The 68-year-old bachelor was arrested after police visited his home in Neville’s Cross, Durham, last January.

Durham Crown Court was told three computers and 11 memory sticks contained 165 indecent images of male youngsters.

Chris Baker, prosecuting, said three were in the most serious category, while 45 other film clips, were of eight hours and 25 minutes’ duration.

All had been downloaded and stored by the defendant after October, 2010.

Mr Baker said the boys featured were considered to be aged 12 - 17.

Hayward admitted being sole user of the computers but expressed surprise they may feature children.

Mr Baker said the defendant agreed he was sexually attracted to men aged 18 to 22, and claimed he would not knowingly download indecent images of children.

He told police many of the websites said they only featured legal material, but Mr Baker countered that it must have been obvious some featured younger participants.

Hayward admitted possessing indecent photographs of a child, having previously denied making the images.

Robin Patton, mitigating, said the defendant was under the impression the footage would not feature anyone under 18.

He said Hayward hired a computer expert at "considerable expense" whose report led to his denial of making the images being accepted by the prosecution.

“It’s accepted he did not go looking for this sort of imagery. His mistake was not simply deleting the files when, arguably, someone else may have thought they featured people slightly under 18.

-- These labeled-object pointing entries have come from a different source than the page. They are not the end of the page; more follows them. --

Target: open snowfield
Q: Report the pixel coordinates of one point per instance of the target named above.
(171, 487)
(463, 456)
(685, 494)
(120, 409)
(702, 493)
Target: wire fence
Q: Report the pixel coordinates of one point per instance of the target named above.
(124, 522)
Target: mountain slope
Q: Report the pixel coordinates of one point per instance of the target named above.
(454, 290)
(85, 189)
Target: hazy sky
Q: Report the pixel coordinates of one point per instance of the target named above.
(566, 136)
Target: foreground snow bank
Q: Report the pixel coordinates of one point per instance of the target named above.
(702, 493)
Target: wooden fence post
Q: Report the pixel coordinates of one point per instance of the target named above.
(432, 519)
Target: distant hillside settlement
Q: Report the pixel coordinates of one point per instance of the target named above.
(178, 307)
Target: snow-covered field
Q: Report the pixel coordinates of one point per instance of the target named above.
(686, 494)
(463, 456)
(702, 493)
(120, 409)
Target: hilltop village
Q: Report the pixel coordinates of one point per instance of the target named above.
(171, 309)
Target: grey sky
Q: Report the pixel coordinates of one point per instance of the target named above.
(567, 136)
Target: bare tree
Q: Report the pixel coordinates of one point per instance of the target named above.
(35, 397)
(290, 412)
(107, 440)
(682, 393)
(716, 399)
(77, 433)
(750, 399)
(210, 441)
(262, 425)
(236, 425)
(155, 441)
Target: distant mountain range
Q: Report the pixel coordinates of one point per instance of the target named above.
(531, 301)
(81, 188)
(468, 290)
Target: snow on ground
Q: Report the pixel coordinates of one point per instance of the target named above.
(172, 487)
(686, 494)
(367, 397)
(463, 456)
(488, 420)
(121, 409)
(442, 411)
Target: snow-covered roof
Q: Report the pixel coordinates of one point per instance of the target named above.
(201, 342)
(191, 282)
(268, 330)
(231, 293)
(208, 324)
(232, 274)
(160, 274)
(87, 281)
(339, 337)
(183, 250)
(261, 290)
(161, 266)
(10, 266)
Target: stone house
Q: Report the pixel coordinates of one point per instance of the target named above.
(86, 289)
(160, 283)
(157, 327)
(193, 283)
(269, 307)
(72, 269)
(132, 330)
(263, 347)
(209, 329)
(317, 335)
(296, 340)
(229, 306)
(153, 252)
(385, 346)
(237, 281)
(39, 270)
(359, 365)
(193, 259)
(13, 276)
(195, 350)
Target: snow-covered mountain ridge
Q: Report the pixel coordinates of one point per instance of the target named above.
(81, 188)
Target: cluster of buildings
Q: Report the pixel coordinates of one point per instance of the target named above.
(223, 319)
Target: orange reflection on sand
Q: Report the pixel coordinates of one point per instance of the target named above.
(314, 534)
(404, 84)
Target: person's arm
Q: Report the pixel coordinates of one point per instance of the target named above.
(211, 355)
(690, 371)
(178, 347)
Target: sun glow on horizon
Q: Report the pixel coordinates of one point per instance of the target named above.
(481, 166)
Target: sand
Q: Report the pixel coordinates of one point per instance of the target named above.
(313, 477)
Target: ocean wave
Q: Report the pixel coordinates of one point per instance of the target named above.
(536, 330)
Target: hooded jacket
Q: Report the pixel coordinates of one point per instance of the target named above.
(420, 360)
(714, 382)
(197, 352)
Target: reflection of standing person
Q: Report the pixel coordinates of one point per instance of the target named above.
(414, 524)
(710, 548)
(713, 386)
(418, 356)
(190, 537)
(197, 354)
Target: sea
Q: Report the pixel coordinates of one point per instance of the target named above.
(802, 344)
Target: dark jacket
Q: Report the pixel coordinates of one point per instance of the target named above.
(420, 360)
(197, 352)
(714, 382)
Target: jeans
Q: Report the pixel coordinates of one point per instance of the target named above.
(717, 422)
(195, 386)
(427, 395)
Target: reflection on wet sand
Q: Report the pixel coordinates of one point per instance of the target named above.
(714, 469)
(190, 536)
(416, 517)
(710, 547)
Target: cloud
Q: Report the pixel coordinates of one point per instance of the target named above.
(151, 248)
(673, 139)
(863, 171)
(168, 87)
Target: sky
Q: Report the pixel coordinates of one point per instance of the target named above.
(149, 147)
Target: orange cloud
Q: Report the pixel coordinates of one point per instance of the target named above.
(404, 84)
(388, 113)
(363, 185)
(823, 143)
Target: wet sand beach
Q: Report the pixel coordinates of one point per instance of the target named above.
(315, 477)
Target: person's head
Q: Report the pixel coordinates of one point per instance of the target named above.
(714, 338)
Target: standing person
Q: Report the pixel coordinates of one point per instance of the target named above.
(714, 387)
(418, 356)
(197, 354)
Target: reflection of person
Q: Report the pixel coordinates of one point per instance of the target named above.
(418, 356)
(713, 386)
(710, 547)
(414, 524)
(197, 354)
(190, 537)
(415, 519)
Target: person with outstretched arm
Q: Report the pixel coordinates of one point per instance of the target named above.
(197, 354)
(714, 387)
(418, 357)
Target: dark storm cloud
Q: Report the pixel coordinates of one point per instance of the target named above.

“They are borderline and, therefore, tipped into the area of criminality, if retained.”

Mr Patton told the court: “This is a very sad day for him. He’s 68 and led an honest, and, industrious life.

“He’s been a very distinguished academic at this city’s university. Many of his friends still support him and know him to be a decent and honourable man.”

The court heard the defendant retired from the university last year and has become more housebound due to ill health.

A probation assessment said there was a low risk of re-offending.

Recorder Ian Atherton said a community supervision sentence would serve more purpose than a short period of custody in a case of someone of, “hitherto good character.”

He passed a two-year community supervision order, while he also made Hayward subject to a sexual harm prevention order and registration as a sex offender, both for five years.

Recorder Atherton ordered forfeiture and destruction of the seized computer equipment.